If you’re unfamiliar, Dick, directed by Andrew Fleming and written by Fleming and Sheryl Longin, is a fictional reimagining of the Watergate scandal during Richard Nixon’s presidency—if two high school girls, Betsy (Dunst) and Arlene (Williams), innocently wandered into the middle of it. They are in the right places at the wrong times—specifically in the stairwell of the Watergate building during the break-in, since that’s where Arlene lives with her mom. After becoming the official White House dog walkers so that Nixon can keep a closer eye on them, they prank call the Washington Post and end up becoming the source known as “Deep Throat,” which they named after a porno Betsy’s brother was caught watching. Betsy and Arlene see everything—document shredding, the CREEP list, the tapes—and use a cookie recipe to eventually bring down the president of the United States.

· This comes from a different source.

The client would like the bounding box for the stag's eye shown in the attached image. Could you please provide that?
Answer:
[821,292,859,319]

As a middle schooler, I lived in Washington, D.C., and the government was a huge part of my life. Dick was set in my hometown, and it felt like my life on-screen. My friends’ parents mostly worked on Capitol Hill, and I was a theater nerd with strong political opinions for a 13-year-old. I watched this movie probably 100 times during my middle school years with a friend who loved it just as much as I did.

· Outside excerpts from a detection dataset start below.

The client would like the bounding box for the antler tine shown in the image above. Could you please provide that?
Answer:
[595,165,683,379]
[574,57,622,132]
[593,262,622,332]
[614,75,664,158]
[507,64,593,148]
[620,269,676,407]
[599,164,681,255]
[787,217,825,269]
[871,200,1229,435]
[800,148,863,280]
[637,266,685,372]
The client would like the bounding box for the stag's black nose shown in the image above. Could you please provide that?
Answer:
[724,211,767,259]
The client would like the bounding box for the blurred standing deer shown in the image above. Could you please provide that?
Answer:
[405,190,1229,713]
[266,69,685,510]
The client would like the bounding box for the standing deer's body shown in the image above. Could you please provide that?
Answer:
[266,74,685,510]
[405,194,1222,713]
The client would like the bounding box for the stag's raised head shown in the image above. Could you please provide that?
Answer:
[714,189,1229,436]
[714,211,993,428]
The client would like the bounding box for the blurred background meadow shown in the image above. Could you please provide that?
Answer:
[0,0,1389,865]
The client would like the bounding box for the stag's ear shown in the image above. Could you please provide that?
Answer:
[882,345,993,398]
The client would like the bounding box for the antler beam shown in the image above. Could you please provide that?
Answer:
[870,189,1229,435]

It helped me fantasize about my power. Just because I loved bubblegum lipgloss and bellbottoms (shut up, they were still en vogue when I was in middle school), that didn’t mean I couldn’t influence the decisions of our country.
In Dick, young women had a voice.
I don’t remember how my friend and I first encountered this movie, but it spoke to us on such a clear, basic level. Dick was incredibly funny. The characters were so strong in a story that was just insane enough that you knew it had to be fiction. What we didn’t yet realize was that we were still learning our country’s history by absorbing the idiocy that Will Ferrell brings to Bob Woodward and the bright, sparkling performances that Kirsten Dunst and Michelle Williams bring to two perfectly dressed D.C. teens who love making prank phone calls and their own clothes.
That’s what makes this movie so special—it’s a history lesson, but on LSD.
Dick is a deeply effective political comedy, and I will fight anyone who thinks otherwise. It nails the turbulent tone of politics in the ’70s, capturing how the public turned against the president through the story of two young high school girls. It portrays how innocent peace-lovers can become the strongest change-makers of the decade. Dick explores the ins and outs of what actually happened during the Watergate burglary by putting our two heroines, Betsy and Arlene, right in the middle of it all.
Some spoilers (of our country’s history and the movie): Dick‘s depiction of the actual scandal’s events are dead-on. The tape on the door during the Watergate break-in? Real. The phone call with false information and a countdown? Real. The tapes? All real.
The fiction comes into play in how we learn about these aspects of the scandal, and how they are explained. In real life, two girls did not stumble upon the break-in when they were trying to enter a contest to meet a celebrity. In real life, two girls were not responsible for the missing 18 minutes of Nixon’s tapes after getting embarrassed and erasing their declaration of love to the president. But by involving two ditsy, celebrity-loving teenage girls in this historic presidential scandal, Dick tells us that the powerful men who ran this entire operation were morons.
The highest officials of the country are toppled by two clothing-obsessed, hair-crimping, cookie-making girls who give edibles to the president by mistake.
Men in the White House severely underestimated how much these young women could rise to the occasion. Betsy and Arlene realize their power when Arlene declares that they’re not just stupid teenage girls, saying, “We are human beings, and we’re American citizens. And four score and seven years ago our forefathers…did something.”
As we approach the 20th anniversary of the film’s release, I’m reminded that we need satire and strong political comedy more than ever. No longer a middle schooler, I’m now writing political comedy myself and lampooning the presidents of the United States, past and current. Dick gave me license to say, “The leaders of the free world have all been human. There is humanity in each of them, and I get to find it and expose it.” I’ve become what some might call obsessed with how strange many of our presidents have been in their personal lives—public figures are not immune to the world around them. They make gaffs, eat late-night snacks, and hate parties, just like Richard Nixon in Dick.
This movie inspired me to have a career where I bring humanity back to the people who call the shots. That way, we can call out their corruption as if they were anyone else. We’re at a point in history where, like Betsy and Arlene, we can finally say to the men who run our country, “You suck, Dick.”